28 Aug (NucNet): The Swedish nuclear fuel and waste management company SKB is planning to complete the licensing process for the country’s spent nuclear fuel repository at Forsmark and to begin construction in 2019, the Swedish Radiation Safety Authority (SSM) has said.
SKB’s plans are outlined in the SSM report to the European Commission (EC) on the national plan for radioactive waste management, which has been submitted on 20 August 2015.
SKB plans to have the review of its licence application completed by the SSM and the land and environmental court, as well as to obtain a decision by the Swedish government and to complete the preliminary safety analysis report by 2019, the report said.
Construction and commissioning of the repository could then be completed by 2028, when trial operations would begin. Commercial operation is scheduled to start in 2030, the report also said.
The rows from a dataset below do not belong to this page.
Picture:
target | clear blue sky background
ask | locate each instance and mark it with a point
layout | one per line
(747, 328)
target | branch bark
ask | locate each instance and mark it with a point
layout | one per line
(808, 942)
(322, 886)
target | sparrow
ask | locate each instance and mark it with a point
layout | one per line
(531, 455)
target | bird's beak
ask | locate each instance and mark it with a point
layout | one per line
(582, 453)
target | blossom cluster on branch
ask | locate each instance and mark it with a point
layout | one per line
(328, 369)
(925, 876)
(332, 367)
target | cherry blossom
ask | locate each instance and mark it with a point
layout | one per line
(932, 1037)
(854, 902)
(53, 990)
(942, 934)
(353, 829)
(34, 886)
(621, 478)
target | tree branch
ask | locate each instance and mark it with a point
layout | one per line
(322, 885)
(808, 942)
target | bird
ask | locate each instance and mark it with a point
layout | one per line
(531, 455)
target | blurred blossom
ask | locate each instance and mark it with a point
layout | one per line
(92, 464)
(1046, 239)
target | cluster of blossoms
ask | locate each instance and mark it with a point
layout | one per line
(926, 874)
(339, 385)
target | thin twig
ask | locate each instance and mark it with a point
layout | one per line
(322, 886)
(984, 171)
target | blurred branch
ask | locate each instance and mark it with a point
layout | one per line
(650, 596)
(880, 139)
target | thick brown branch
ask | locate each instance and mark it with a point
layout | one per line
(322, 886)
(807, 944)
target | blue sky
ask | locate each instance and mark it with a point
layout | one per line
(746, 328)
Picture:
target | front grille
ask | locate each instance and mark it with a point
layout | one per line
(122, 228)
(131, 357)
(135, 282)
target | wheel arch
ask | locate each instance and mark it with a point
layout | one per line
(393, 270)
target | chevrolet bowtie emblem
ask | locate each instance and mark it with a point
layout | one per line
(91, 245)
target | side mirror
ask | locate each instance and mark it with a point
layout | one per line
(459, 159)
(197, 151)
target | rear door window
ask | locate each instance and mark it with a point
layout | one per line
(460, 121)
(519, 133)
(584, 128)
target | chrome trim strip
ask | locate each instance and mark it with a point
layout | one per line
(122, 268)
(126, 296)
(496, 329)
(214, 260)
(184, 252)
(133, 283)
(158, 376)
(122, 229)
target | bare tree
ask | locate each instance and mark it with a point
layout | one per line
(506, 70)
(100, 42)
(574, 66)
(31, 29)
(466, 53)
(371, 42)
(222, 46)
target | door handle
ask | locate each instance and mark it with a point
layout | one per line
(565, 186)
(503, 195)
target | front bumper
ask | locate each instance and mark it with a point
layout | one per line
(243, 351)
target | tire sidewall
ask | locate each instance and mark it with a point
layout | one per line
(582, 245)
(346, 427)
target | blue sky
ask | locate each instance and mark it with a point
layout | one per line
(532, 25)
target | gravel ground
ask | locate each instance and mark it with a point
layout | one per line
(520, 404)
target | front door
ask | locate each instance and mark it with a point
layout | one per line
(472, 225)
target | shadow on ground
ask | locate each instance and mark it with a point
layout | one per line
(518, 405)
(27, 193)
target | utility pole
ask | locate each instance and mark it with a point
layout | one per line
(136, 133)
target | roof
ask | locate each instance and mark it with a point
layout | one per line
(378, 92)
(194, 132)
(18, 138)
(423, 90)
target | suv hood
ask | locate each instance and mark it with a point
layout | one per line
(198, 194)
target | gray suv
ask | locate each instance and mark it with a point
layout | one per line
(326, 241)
In June 2015, SSM said its first preliminary review of SKB’s application for the repository indicated that SKB meets several regulatory requirements for the facility. SSM plans to present additional preliminary opinions later in 2015. The final assessment will be published in 2017.
SKB’s also plans the construction of an encapsulation plant for spent nuclear fuel at Oskarshamn in southeast Sweden, called Clink, the report sent to the EC says.
The report says Clink will receive the necessary licences by 2021 when it will begin construction. It will be commissioned in 2029, at the same time as the repository.
Until the repository comes into operation, Sweden’s spent nuclear fuel will be stored at SKB’s Clab interim storage facility, located at Oskarshamn and commissioned in 1985. Clink will be built alongside Clab.
The report also says new facilities will have to be built for the interim storage and encapsulation of spent nuclear fuel, if new Generation III reactors were to be built in Sweden. This is due to physical differences in the fuel assemblies as well as a higher burnup of the fuel, which would require keeping it for around 60 years in interim storage rather than the 40 to 50 years required for Generation II spent fuel.
Together with the longer operating times of new reactors, this means that interim storage and encapsulation processes will need to continue beyond the year 2100, the report says.
The possible need to construct a new spent fuel repository in the future will have to be examined at a later stage and will depend on the capacity of the repository to be built at Forsmark, the report says. It will be most advantageous in terms of safety and economy to site a potential new repository alongside the one already planned.